Effects of neonatal overfeeding on neonatal hippocampal pro-inflammatory gene expression
To investigate if these acute changes in CA1 microglia with neonatal overfeeding were associated with changes in hippocampal expression of pro-inflammatory genes, we examined expression of a suite of these. Toll-like receptor 4 (Tlr4) was elevated in the hippocampus in both CL and SL at P14 compared with P7 (litter size F (1,28) = 4.31, p = 0.047 and age F (1,28) = 32.47, p < 0.001 effects; Fig. 2a).

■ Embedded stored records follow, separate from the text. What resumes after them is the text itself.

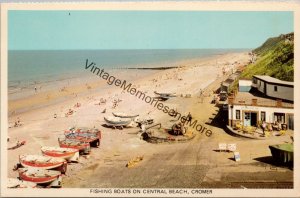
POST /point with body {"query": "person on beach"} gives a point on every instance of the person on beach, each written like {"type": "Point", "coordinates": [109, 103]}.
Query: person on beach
{"type": "Point", "coordinates": [264, 127]}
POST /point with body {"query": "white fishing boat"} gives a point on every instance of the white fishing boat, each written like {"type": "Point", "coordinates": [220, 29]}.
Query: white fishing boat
{"type": "Point", "coordinates": [69, 154]}
{"type": "Point", "coordinates": [124, 115]}
{"type": "Point", "coordinates": [40, 176]}
{"type": "Point", "coordinates": [43, 162]}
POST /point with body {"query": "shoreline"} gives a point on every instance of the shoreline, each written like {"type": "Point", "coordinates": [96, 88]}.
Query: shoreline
{"type": "Point", "coordinates": [76, 87]}
{"type": "Point", "coordinates": [119, 146]}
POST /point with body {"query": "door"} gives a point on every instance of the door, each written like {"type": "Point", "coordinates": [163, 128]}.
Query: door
{"type": "Point", "coordinates": [247, 119]}
{"type": "Point", "coordinates": [253, 117]}
{"type": "Point", "coordinates": [290, 120]}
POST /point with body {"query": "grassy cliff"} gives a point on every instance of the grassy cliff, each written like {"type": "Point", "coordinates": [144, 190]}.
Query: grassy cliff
{"type": "Point", "coordinates": [274, 58]}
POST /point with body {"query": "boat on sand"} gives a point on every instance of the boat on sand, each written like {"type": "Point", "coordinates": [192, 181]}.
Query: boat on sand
{"type": "Point", "coordinates": [91, 136]}
{"type": "Point", "coordinates": [17, 183]}
{"type": "Point", "coordinates": [40, 176]}
{"type": "Point", "coordinates": [124, 115]}
{"type": "Point", "coordinates": [69, 154]}
{"type": "Point", "coordinates": [83, 147]}
{"type": "Point", "coordinates": [117, 120]}
{"type": "Point", "coordinates": [43, 162]}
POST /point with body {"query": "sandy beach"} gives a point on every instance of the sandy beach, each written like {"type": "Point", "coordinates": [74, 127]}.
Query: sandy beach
{"type": "Point", "coordinates": [164, 165]}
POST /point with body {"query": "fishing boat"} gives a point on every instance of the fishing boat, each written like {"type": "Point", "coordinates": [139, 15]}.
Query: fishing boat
{"type": "Point", "coordinates": [117, 120]}
{"type": "Point", "coordinates": [92, 139]}
{"type": "Point", "coordinates": [83, 147]}
{"type": "Point", "coordinates": [84, 130]}
{"type": "Point", "coordinates": [124, 115]}
{"type": "Point", "coordinates": [69, 154]}
{"type": "Point", "coordinates": [165, 95]}
{"type": "Point", "coordinates": [41, 177]}
{"type": "Point", "coordinates": [43, 162]}
{"type": "Point", "coordinates": [283, 153]}
{"type": "Point", "coordinates": [91, 136]}
{"type": "Point", "coordinates": [17, 183]}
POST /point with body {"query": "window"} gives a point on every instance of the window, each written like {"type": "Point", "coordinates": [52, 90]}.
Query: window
{"type": "Point", "coordinates": [238, 114]}
{"type": "Point", "coordinates": [263, 116]}
{"type": "Point", "coordinates": [279, 117]}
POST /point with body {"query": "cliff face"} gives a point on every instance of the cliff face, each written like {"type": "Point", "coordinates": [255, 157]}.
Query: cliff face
{"type": "Point", "coordinates": [275, 58]}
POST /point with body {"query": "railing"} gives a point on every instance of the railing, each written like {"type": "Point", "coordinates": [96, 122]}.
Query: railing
{"type": "Point", "coordinates": [257, 102]}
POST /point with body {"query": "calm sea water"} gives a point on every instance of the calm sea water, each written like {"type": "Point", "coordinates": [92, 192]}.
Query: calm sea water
{"type": "Point", "coordinates": [26, 68]}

Neonatal overfeeding led to a significant elevation of nuclear factor κB (Nfκb), an important regulator of pro-inflammatory gene transcription, at P14 compared with CL (litter size effect F (1,26) = 9.98, p = 0.004; Fig. 2b) and a suppression of tumour necrosis factor α (Tnfα) at P7 compared with CL (litter size effect F (1,26) = 7.21, p = 0.012; Fig. 2c). There were no notable differences between the groups in hippocampal interleukin (IL)-Il1β, Il6, Il1rn, or brain-derived neurotrophic factor (Bdnf; Fig. 2). Il-10 was not detectable (not shown).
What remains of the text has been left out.